Please try to reply with worms of one silly bubble or I wont get it.


----------



## tugboat (Sep 14, 2013)

What are you trying to end up with, Kev? Size-wise. Is it something custom not available off the shelf?


----------



## Pudsey_Bear (Sep 25, 2008)

tugboat said:


> What are you trying to end up with, Kev? Size-wise. Is it something custom not available off the shelf?


Custom by it's nature is not on any shelf so has to b e made Geoff:wink2::wink2:

Prices are ludicrously expensive, I've made some out of large tins etc, but I don't have any of the right size.


----------



## peribro (Sep 6, 2009)

Few thought Kev: 

Are you sure you were measuring the diameter at the widest point?

Did you try moving one end around to get the widest point? 

Did you measure outside to outside? 

Is the bowl truly circular? 

Are you sure the diameter was exactly 22.6cm and the circumference exactly 71.9cm? A few mm can make a difference.

ps pi is 3.14159265359 plus billions more!


----------



## Pudsey_Bear (Sep 25, 2008)

Yes I did as you say even with a steel tape to check and got the same no matter where I measured.

I'd need to be approx 3mm out on the OD to get that error though I think.

71.9 is from the tape measure so not to any decimal place.


----------



## Penquin (Oct 15, 2007)

You are correct that Pi is 3.142 (22/7) *the rhyme was "around the side is Pi times D

so the formula for the circumference is Pi x diameter

BUT you have measured the EXTERNAL diameter and the distance you need is the INTERNAL, do you have a internal micrometer? That will give you the most accurate measurement.....

tape measures are not that precise either so the differences are probably within £experimental error" for the measuring devices you are using......

Good luck, Pi has been calculated to more than a million decomal places (by a mathemtacian with nothing to do presumably...)

if you are bored go to;

One million places

Have fun......

I hope the pastry cutter turns out OK, I suspect the hardest thing would be securing a sheet of stainless steel at EXACTLY the correct diameter......

Dave


----------



## peribro (Sep 6, 2009)

I'm wondering if it's somehow the thickness (although thin) of the tape measure when measuring the diameter?


----------



## cabby (May 14, 2005)

I am also perplexed with this problem, can I ask, as I am a bit slow today,is it not the inner edge of the round cutter that will be the most important, so what happens if you measure the circumference on the inside. 

cabby


----------



## Pudsey_Bear (Sep 25, 2008)

Penquin said:


> You are correct that Pi is 3.142 (22/7) *the rhyme was "around the side is Pi times D
> 
> so the formula for the circumference is Pi x diameter
> 
> ...


The circumference needs to be the outside diameter so the excess can be trimmed, so the number itself in this case doesn't matter too much it's more how the sums don't add up, I'll try another bowl and tape tomorrow and see how that works out.

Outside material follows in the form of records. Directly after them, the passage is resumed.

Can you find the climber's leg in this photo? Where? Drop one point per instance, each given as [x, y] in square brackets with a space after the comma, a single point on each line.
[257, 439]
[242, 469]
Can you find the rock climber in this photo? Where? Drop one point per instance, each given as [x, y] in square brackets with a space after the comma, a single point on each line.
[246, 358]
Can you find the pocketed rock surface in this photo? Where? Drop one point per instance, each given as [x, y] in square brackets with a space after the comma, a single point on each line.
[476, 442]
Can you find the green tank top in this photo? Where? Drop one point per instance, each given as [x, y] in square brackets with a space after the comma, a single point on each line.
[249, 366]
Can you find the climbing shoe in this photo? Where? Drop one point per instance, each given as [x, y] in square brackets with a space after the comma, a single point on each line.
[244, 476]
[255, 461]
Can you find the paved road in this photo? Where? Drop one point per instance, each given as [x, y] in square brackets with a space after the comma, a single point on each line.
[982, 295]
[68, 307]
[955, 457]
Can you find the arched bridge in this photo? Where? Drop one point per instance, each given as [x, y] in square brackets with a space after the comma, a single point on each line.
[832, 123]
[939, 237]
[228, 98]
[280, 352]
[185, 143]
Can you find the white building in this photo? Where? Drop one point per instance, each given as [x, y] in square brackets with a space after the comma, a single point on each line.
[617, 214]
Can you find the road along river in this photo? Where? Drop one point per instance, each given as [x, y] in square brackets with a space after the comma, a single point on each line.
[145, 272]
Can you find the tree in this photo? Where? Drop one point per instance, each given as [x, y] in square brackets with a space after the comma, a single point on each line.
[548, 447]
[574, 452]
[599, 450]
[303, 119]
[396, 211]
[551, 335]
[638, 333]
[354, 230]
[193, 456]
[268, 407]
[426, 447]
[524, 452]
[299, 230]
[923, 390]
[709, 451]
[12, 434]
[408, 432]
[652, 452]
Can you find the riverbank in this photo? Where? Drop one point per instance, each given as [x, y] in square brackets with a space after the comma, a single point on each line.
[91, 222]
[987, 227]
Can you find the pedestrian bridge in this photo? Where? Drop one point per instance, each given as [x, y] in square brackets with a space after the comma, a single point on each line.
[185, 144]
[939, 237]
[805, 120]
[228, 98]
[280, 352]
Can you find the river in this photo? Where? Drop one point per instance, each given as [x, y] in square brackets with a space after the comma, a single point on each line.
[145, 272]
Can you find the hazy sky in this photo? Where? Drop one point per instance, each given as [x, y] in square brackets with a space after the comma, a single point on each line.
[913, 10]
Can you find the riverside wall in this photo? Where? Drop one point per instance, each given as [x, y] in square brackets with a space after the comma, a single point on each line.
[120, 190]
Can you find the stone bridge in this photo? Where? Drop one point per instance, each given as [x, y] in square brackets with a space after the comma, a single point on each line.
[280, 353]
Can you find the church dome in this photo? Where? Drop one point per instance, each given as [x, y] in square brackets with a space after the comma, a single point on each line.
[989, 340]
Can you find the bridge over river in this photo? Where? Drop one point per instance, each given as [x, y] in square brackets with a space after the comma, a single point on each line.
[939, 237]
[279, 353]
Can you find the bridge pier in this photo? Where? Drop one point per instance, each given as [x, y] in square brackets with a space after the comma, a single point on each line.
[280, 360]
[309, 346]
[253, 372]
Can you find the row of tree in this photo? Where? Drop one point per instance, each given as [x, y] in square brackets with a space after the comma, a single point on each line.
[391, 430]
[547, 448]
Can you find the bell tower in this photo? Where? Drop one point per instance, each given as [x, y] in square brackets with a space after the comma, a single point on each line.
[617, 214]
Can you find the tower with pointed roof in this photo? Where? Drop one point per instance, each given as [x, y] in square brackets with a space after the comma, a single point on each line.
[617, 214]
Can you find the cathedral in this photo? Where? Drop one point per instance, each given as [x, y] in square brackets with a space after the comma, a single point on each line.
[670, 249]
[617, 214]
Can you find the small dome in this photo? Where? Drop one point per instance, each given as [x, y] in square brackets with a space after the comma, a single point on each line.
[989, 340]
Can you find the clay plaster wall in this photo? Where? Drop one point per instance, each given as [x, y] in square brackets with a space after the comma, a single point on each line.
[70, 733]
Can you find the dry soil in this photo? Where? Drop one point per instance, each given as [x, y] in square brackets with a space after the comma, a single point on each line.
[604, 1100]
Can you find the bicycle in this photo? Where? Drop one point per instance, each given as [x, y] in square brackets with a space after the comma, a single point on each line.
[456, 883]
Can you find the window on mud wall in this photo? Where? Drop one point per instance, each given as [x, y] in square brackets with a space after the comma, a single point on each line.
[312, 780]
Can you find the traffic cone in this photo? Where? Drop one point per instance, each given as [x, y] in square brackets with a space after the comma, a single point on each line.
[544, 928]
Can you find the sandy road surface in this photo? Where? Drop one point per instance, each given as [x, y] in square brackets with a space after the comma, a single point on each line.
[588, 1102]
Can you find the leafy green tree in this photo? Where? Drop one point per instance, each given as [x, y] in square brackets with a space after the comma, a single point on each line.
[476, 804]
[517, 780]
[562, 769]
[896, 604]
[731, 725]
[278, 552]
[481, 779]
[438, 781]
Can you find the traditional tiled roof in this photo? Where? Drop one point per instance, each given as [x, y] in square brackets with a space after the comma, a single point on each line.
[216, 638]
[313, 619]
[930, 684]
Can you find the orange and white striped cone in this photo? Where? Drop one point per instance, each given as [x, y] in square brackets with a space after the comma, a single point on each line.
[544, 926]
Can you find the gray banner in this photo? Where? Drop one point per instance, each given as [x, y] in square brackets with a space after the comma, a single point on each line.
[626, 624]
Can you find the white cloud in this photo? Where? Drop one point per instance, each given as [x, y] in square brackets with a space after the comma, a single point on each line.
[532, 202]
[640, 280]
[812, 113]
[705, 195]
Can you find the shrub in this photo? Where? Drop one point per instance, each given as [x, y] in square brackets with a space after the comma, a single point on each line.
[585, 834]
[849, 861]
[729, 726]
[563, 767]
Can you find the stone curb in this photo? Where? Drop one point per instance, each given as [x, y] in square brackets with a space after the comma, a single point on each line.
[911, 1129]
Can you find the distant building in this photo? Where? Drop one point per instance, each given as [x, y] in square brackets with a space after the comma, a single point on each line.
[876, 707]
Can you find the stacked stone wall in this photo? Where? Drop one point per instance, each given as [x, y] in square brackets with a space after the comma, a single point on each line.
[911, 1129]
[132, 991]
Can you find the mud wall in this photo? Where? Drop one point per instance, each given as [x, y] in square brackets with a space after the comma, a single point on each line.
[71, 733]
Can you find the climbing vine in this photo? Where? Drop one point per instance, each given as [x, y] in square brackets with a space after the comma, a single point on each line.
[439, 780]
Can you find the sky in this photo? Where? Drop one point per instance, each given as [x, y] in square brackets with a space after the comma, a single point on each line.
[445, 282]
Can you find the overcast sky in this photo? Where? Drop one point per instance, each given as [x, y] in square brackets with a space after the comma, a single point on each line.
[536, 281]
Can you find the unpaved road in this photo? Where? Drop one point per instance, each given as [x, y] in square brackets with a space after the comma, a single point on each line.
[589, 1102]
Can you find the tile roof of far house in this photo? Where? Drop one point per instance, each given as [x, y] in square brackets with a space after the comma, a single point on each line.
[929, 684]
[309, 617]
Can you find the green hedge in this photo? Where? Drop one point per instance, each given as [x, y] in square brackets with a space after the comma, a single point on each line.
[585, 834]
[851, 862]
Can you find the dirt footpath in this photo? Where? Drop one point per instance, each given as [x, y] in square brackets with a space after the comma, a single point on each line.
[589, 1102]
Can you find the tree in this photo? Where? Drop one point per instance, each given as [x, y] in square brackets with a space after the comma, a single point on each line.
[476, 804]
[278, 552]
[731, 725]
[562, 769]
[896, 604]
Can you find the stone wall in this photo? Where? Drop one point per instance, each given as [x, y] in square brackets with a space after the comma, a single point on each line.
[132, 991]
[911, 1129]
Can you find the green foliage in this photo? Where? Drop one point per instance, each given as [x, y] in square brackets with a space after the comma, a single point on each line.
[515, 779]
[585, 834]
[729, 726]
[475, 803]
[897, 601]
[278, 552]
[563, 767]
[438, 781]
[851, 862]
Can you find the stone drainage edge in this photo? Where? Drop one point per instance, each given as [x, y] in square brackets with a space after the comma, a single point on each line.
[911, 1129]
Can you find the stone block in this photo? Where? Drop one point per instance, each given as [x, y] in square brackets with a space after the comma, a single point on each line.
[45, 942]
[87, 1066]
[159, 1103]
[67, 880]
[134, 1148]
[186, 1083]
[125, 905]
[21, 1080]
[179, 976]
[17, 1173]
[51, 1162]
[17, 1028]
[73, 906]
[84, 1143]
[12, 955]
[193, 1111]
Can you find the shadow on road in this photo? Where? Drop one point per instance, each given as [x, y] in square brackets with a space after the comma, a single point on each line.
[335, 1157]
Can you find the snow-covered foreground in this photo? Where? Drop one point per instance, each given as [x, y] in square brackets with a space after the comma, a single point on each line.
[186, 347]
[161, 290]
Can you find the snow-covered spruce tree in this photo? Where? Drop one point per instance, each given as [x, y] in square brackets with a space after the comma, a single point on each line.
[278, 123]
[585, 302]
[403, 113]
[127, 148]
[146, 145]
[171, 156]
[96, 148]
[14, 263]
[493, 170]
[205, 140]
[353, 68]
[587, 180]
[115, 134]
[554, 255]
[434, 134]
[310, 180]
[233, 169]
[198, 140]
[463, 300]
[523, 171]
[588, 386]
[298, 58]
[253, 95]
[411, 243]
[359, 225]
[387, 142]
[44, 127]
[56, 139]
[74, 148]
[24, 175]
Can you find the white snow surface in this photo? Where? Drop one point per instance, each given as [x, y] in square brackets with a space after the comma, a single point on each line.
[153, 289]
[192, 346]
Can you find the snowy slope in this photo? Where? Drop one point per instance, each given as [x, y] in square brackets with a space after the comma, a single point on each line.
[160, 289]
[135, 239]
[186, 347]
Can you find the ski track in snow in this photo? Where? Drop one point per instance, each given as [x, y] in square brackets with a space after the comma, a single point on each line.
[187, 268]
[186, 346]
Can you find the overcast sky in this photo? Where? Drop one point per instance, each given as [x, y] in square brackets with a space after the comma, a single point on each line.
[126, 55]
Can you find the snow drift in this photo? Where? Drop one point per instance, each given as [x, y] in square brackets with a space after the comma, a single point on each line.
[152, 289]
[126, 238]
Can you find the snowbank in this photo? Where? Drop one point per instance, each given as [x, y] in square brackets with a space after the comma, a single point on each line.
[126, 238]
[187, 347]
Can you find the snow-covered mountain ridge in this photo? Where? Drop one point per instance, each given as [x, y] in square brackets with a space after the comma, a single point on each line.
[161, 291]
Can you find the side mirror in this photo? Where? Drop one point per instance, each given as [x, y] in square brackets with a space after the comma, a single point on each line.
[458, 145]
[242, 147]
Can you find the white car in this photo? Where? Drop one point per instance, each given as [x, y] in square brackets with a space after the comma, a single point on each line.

I'm not using Stainless as it would need to be TIG welded plus a handle, so I'm using food grade white plastic instead, much easier to work with and can be glued or welded, possibly with a wooden handle,


----------



## pippin (Nov 15, 2007)

How are you going to make it corrugated - as most pastry cutters are?

The mathematics of that would be hideously complicated for you, but a simple exercise for a mathematician.


----------



## Pudsey_Bear (Sep 25, 2008)

Doesn't need to be, it's to make discs to fit into round foil trays, so the edge will need slight trimming.


----------



## listerdiesel (Aug 3, 2012)

Circumference is (2 * pi * R) or (2 X 3.142 X 113) = 710mm or 71cm.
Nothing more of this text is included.